Whatever you tackle in the garden becomes so absorbing that you soon forget all the stress and worries that weighed you down before you went into your plot.
It kindles new life and hope. A good friend of mine has a very high-powered job and he’s completely wrung out at the end of the day. So he slips out into the garden, soaks up its peaceful atmosphere, and starts tending his tomatoes, nipping out sideshoots and wielding the watering can. Stress and exhaustion fall away and he becomes a new man.
And you’ll be completely committed to the task in hand: you can’t even let your guard down when weeding or you’ll rip out one of your choice specimens.
When pruning a bush or tree to mould it to your preferred shape, you can’t let your mind wander or you’ll shear off the wrong stem or slash a finger with the secateurs.
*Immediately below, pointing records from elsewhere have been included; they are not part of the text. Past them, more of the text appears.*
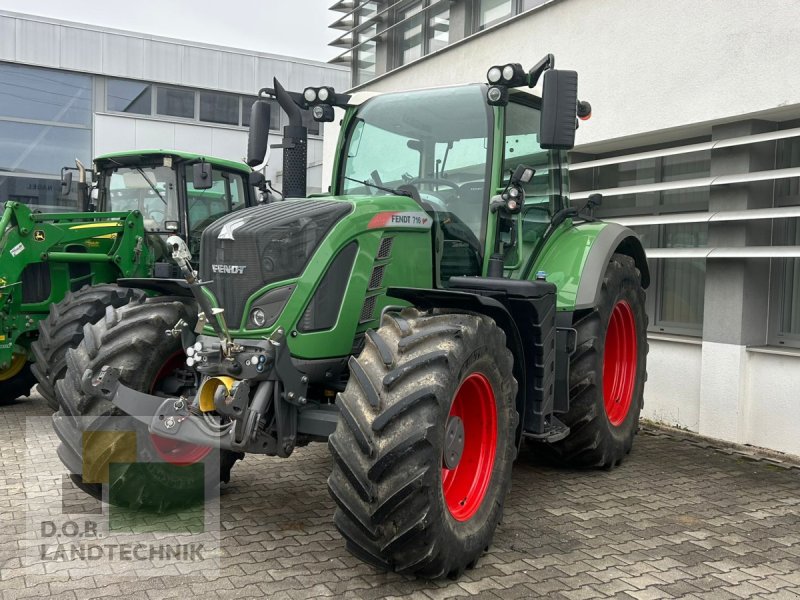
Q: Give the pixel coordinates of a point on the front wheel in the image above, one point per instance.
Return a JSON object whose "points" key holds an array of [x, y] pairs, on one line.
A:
{"points": [[425, 443], [63, 329], [100, 446], [607, 373], [16, 380]]}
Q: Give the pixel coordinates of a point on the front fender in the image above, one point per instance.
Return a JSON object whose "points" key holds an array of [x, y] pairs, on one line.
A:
{"points": [[575, 259]]}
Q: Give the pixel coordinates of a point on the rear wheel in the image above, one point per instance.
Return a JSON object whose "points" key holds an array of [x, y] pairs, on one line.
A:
{"points": [[607, 373], [63, 329], [165, 474], [425, 443], [16, 380]]}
When finished, stand back and bask in a well-deserved glow of satisfaction.
As you’ll know, I could and do spend many happy hours pruning all my climbing roses and enjoy looking after my apples and gooseberries.
These are skilled jobs worth knowing how to tackle but there are lots of other skilled and unskilled tasks.
And one of the joys of gardening is learning new ideas and techniques.
Keeping plants in good shape entails understanding their needs and how they grow. Identifying why things do or don’t work is fun and you’ll start spending a lot of time trying to tease out the answers to so many gardening questions.
You can get so caught up in the garden, seeing and enjoying the beauty of plants growing and maturing throughout the year. You share your garden with such a diversity of creatures, from birds to beetles, and it’s fascinating to see how they interact and go about their business.
You can record what you see, just for yourself or as part of one of the many organised surveys of garden life.
Above all, the garden is a living vibrant place and a gardener is always hopeful and forward-looking.
Plant of the week
Crocus ancyrensis flowers in late winter/early spring, producing bright yellow blooms that are honey scented. The corms need to be planted in full sun in gritty, very well drained soil. Like many of the earliest flowering bulbs the native range of C. ancyrensis, the Ankara crocus, includes the mountains of Turkey, where it grows on slopes of poor soil. It will not tolerate soggy conditions.